By elaborating on the researchers’ experiences in designing and implementing the SFTQS, this dissertation provides a powerful example of how these new types of data sets can be harnessed and supports the development of future studies. The application of the methodology and framework to the transit context were motivated by a desire to learn more about the drivers of satisfaction among transit riders and the causes of transit use cessation. The model estimation results underscore the importance of investments into run time stability measures such as transit signal priority systems and dedicated rights of way. Furthermore, thanks to the modeling framework, the cost of holding vehicles with passengers on board and the cost of vehicles not stopping at stops due to overcrowding can be quantified; this can directly impact operating and control policies. On the other hand, the model results provide evidence that investments into stop amenities may be becoming less important as passengers spend less time at stops (except in the case of transfers), but that conversely, the benefits of transit-oriented development may be increasing as passengers can choose to spend their wait times elsewhere thanks to real-time information. The data and modeling framework allow transit agencies to create service quality metrics that can appropriately capture individual users' experiences in real-time, and improve researchers' ability to compare the level of service on public transportation with the level of service of private modes of transportation. Together, this set of methods and results is an important step toward aligning the service provided by transit agencies more closely with the needs of customers.
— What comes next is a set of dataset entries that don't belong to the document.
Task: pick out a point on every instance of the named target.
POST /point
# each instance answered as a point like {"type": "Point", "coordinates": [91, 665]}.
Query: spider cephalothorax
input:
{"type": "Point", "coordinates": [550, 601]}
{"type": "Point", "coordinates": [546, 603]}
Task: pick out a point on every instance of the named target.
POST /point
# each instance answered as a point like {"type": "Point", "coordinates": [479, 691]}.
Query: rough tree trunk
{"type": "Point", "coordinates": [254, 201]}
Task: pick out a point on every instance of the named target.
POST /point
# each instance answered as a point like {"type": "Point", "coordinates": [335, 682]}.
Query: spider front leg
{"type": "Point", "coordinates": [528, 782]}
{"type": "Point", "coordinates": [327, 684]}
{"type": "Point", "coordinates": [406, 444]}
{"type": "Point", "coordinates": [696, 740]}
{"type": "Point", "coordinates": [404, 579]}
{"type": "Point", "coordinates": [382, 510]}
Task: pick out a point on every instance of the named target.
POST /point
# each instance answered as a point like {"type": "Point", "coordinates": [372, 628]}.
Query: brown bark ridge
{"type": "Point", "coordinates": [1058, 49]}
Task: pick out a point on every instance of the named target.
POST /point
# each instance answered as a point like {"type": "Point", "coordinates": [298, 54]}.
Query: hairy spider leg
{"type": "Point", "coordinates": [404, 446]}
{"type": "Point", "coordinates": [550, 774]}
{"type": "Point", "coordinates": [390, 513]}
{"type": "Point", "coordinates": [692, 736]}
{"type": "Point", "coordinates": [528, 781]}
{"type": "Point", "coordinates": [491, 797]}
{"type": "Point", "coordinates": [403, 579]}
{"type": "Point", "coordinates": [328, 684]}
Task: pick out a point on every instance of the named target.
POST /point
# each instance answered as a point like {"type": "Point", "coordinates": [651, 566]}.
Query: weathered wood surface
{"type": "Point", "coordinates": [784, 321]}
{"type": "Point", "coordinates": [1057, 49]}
The framework and methodologies described in this dissertation are useful beyond the specific transit application presented as a case study. Thanks to the flexibility and scalability of the smartphone-based data collection and automated post-processing, they can be used by researchers to quickly gather insights on emerging trends and on travelers' adaptation to new services and new technologies, and to study the dynamics of behavior change over longer time periods. In particular, they can be applied to understand how flexible, shared-ride transportation systems and future automated mobility on demand systems will shape travel demand and how users will interact with those systems. This, in turn, will be a critical input to policy-making and system design.